Les différentes visions s’entremêlent donc et il est difficile de percevoir une réelle dominance dans les pratiques d’empowerment. C’est pourquoi il est nécessaire de les actualiser à notre société contemporaine par la démocratisation et le partage de données ou savoirs, et plus précisément via les réseaux communautaires et associatifs, Internet, l’art, l’expérience ou le Do It Yourself.

Bibliographie :
1- SCORALO Julien, « De la reconnaissance à l’influence ? Heurts et enjeux d’une tentatived’empowerment en France », Géographie, économie, société, 2006/1 Vol. 8, p. 87-106.

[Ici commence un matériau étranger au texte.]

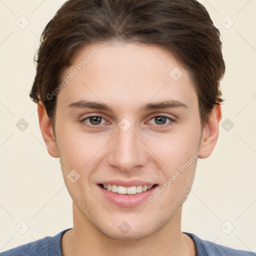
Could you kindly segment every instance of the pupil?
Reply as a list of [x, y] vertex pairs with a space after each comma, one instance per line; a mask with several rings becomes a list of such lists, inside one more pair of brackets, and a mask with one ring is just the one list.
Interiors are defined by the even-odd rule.
[[[164, 116], [158, 116], [157, 118], [156, 118], [156, 123], [157, 124], [164, 124], [165, 122], [166, 122], [166, 118], [164, 118]], [[160, 124], [158, 124], [158, 121], [160, 122]], [[162, 122], [161, 122], [161, 121], [162, 121]]]
[[[90, 118], [90, 122], [92, 124], [100, 124], [101, 118], [100, 116], [92, 116]], [[96, 123], [95, 123], [96, 122]]]

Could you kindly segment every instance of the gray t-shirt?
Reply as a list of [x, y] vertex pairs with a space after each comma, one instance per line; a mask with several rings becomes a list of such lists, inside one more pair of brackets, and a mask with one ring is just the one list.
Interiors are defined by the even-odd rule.
[[[44, 238], [18, 246], [0, 254], [0, 256], [62, 256], [61, 238], [63, 234], [70, 230], [62, 231], [54, 236]], [[184, 232], [194, 242], [196, 256], [256, 256], [252, 252], [232, 249], [216, 244], [202, 240], [196, 235]], [[96, 252], [97, 254], [97, 252]], [[98, 252], [98, 255], [102, 253]]]

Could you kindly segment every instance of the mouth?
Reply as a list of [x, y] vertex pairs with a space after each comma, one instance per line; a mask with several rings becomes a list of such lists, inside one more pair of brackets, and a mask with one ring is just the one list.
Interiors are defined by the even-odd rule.
[[157, 186], [154, 185], [139, 185], [132, 186], [124, 186], [111, 184], [99, 184], [102, 188], [108, 191], [120, 194], [136, 194], [146, 192]]

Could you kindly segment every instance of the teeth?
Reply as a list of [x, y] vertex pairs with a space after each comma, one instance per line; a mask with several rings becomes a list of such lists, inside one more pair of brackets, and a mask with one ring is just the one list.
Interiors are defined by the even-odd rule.
[[122, 194], [135, 194], [142, 192], [145, 192], [153, 187], [153, 185], [150, 186], [132, 186], [126, 188], [123, 186], [118, 186], [117, 185], [110, 185], [110, 184], [104, 184], [103, 185], [104, 188], [108, 191]]

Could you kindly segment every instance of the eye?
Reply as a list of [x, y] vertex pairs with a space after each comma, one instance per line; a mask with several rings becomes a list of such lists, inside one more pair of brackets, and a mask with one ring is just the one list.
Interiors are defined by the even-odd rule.
[[[168, 120], [169, 120], [170, 121], [166, 122]], [[164, 124], [169, 123], [170, 123], [170, 124], [172, 124], [176, 121], [172, 118], [164, 115], [156, 116], [152, 118], [150, 120], [153, 120], [155, 122], [155, 124], [158, 126], [164, 126]]]
[[[88, 120], [88, 122], [86, 122], [87, 120]], [[92, 116], [82, 119], [80, 121], [80, 122], [82, 124], [86, 126], [94, 128], [98, 128], [98, 126], [102, 124], [100, 123], [102, 120], [104, 120], [104, 119], [102, 116]], [[89, 124], [86, 124], [86, 123], [88, 124], [88, 122], [89, 123]]]

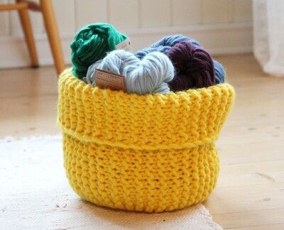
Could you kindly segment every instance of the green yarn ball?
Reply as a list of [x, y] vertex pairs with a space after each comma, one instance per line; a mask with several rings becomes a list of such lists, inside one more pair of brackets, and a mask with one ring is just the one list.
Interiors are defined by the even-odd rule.
[[114, 50], [117, 44], [127, 38], [126, 35], [107, 23], [89, 24], [83, 27], [70, 45], [72, 74], [82, 79], [86, 76], [89, 66], [103, 59], [106, 53]]

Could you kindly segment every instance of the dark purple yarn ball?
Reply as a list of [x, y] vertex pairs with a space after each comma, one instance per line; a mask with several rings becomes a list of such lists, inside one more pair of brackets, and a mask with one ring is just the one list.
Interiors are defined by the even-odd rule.
[[175, 44], [166, 55], [175, 69], [174, 79], [169, 82], [174, 92], [215, 84], [215, 70], [210, 55], [189, 41]]

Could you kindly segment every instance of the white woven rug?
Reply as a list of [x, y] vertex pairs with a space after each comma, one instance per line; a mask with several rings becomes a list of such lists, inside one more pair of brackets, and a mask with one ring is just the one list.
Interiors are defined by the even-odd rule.
[[0, 229], [222, 229], [202, 204], [161, 214], [82, 200], [65, 177], [61, 138], [0, 140]]

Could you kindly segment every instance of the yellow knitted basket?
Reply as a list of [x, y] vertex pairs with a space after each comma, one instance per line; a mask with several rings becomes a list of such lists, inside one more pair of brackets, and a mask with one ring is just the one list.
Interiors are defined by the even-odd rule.
[[66, 70], [58, 121], [71, 186], [115, 209], [158, 212], [203, 202], [217, 180], [214, 141], [234, 98], [227, 84], [129, 94], [93, 87]]

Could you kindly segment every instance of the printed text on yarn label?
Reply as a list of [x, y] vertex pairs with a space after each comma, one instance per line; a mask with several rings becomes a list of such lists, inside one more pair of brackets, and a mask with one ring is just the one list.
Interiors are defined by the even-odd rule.
[[125, 92], [125, 77], [114, 72], [96, 69], [96, 85], [101, 89]]
[[130, 39], [127, 38], [126, 40], [124, 40], [122, 43], [117, 44], [116, 45], [116, 50], [124, 50], [125, 51], [131, 52], [131, 46], [130, 43]]

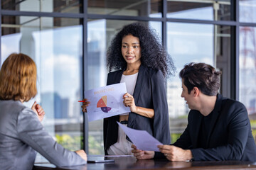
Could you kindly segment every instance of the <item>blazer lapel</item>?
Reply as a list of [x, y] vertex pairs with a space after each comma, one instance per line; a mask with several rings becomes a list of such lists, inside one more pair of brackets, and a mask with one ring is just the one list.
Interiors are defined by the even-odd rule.
[[217, 123], [217, 120], [218, 118], [219, 117], [220, 115], [220, 110], [221, 109], [221, 102], [222, 102], [222, 96], [221, 94], [218, 94], [217, 95], [217, 100], [216, 100], [216, 103], [213, 109], [213, 112], [211, 113], [213, 114], [212, 115], [212, 120], [210, 122], [210, 131], [208, 135], [208, 137], [207, 137], [207, 145], [208, 147], [209, 147], [209, 142], [210, 142], [210, 138], [211, 136], [211, 134], [213, 132], [213, 130], [214, 129], [214, 127]]
[[134, 98], [134, 101], [135, 101], [136, 105], [137, 105], [138, 102], [139, 102], [140, 91], [141, 91], [142, 84], [144, 82], [143, 80], [144, 78], [145, 72], [146, 72], [145, 66], [141, 64], [141, 66], [139, 67], [139, 69], [138, 77], [137, 77], [137, 79], [136, 81], [134, 91], [133, 94], [133, 96]]
[[194, 111], [197, 113], [191, 113], [190, 114], [192, 114], [193, 115], [197, 115], [196, 116], [196, 116], [193, 116], [194, 118], [193, 118], [193, 120], [194, 120], [195, 121], [194, 124], [196, 125], [195, 128], [193, 128], [195, 129], [192, 130], [192, 132], [194, 132], [194, 134], [192, 135], [192, 145], [193, 148], [196, 148], [198, 146], [198, 135], [201, 126], [203, 115], [201, 113], [200, 113], [199, 111], [198, 110], [194, 110]]

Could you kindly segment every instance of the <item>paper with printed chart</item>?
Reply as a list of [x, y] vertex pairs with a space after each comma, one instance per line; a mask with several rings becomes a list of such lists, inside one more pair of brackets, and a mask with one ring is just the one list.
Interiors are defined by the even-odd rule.
[[117, 122], [132, 143], [141, 150], [159, 152], [157, 145], [163, 144], [146, 130], [134, 130]]
[[130, 112], [123, 103], [125, 83], [115, 84], [85, 91], [90, 102], [87, 107], [89, 122]]

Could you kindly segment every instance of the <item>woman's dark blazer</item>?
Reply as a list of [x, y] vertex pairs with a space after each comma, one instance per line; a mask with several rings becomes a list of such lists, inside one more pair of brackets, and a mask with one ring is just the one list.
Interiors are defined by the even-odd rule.
[[[110, 72], [107, 85], [118, 84], [124, 70]], [[169, 113], [164, 76], [161, 71], [141, 65], [133, 96], [137, 106], [153, 108], [154, 118], [129, 113], [127, 126], [146, 130], [163, 144], [170, 143]], [[117, 142], [119, 115], [104, 119], [104, 149], [107, 149]]]

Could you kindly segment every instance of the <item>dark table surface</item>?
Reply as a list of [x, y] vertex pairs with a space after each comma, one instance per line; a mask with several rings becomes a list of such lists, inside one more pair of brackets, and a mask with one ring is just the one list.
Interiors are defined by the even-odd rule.
[[137, 160], [134, 157], [107, 157], [114, 159], [110, 163], [88, 163], [79, 166], [56, 168], [49, 163], [35, 164], [33, 169], [256, 169], [256, 162], [169, 162], [166, 159]]

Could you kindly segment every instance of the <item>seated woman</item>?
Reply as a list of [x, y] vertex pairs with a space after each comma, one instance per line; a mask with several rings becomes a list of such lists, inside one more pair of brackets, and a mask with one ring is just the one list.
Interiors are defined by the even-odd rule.
[[32, 169], [36, 152], [57, 166], [86, 164], [83, 150], [64, 149], [45, 130], [45, 112], [36, 102], [31, 109], [23, 105], [36, 94], [35, 62], [11, 54], [0, 70], [0, 169]]

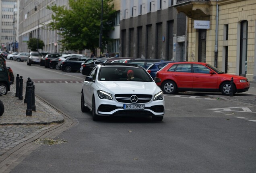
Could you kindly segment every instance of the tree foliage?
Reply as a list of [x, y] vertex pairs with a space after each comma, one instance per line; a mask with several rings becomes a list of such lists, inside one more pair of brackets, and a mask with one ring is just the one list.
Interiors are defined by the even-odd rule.
[[[113, 0], [103, 0], [102, 44], [110, 38], [108, 33], [114, 29]], [[62, 36], [60, 43], [66, 50], [94, 50], [99, 46], [101, 0], [69, 0], [70, 9], [56, 4], [48, 6], [52, 10], [53, 21], [49, 26]]]
[[[31, 38], [27, 43], [28, 48], [32, 51], [37, 51], [37, 38]], [[38, 49], [43, 49], [44, 46], [43, 42], [40, 39], [38, 40]]]

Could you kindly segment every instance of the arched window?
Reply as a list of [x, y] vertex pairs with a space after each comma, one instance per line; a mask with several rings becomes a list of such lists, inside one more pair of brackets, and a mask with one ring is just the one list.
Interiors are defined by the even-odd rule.
[[240, 36], [240, 56], [239, 61], [239, 75], [246, 74], [247, 69], [246, 65], [247, 62], [247, 35], [248, 21], [244, 20], [241, 22]]

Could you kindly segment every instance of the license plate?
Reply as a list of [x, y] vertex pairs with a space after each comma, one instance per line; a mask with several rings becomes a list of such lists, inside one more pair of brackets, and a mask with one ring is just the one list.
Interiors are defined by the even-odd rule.
[[143, 110], [145, 105], [124, 104], [124, 109]]

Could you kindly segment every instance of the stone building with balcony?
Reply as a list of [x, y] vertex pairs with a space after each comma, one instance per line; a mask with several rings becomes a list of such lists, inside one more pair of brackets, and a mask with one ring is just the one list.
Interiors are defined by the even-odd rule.
[[188, 17], [188, 57], [256, 81], [254, 0], [177, 0]]

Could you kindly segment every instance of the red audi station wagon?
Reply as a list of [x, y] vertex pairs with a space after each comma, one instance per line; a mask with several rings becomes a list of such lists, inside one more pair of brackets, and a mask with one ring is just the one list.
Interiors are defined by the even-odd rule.
[[203, 62], [178, 62], [168, 64], [156, 74], [161, 79], [157, 83], [165, 94], [181, 91], [221, 92], [229, 95], [233, 78], [233, 93], [247, 91], [250, 82], [245, 77], [224, 73], [217, 68]]

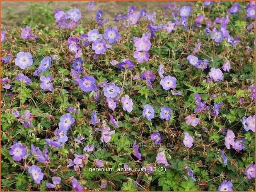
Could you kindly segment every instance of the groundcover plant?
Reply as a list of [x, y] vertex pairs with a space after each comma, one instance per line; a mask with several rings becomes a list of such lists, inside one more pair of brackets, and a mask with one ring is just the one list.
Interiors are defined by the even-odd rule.
[[94, 3], [1, 26], [1, 190], [255, 190], [254, 2]]

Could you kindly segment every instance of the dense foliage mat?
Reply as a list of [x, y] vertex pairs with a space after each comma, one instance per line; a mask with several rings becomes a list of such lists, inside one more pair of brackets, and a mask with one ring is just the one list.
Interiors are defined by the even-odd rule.
[[254, 2], [2, 26], [1, 190], [255, 190]]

2- BACQUE Marie-Hélène, « Empowerment et politiques urbaines aux Etats-Unis », Géographie, économie, société, 2006/1 Vol. 8, p108.
3- JOUVE Bernard « Éditorial. L’empowerment : entre mythe et réalités, entre espoir et désenchantement », Géographie, économie, société, 2006/1 Vol. 8, p. 5-15.
4- BACQUE Marie-Hélène, « Empowerment et politiques urbaines aux Etats-Unis », Géographie, économie, société,  2006/1 Vol. 8,  p. 122.
5- SPINOZA cité par LORDON Frédéric, dans Capitalisme, désir et servitude, Marx et Spinoza, Paris, La Fabrique éditions, 2010. p25.
6- LORDON Frédéric, Capitalisme, désir et servitude, Marx et Spinoza, Paris, La Fabrique éditions, 2010, p17.
7- FERRAND Laure, « Subculture musicale. La musique pratiquée aux marges », Volume 8, n°1, 2011, p321.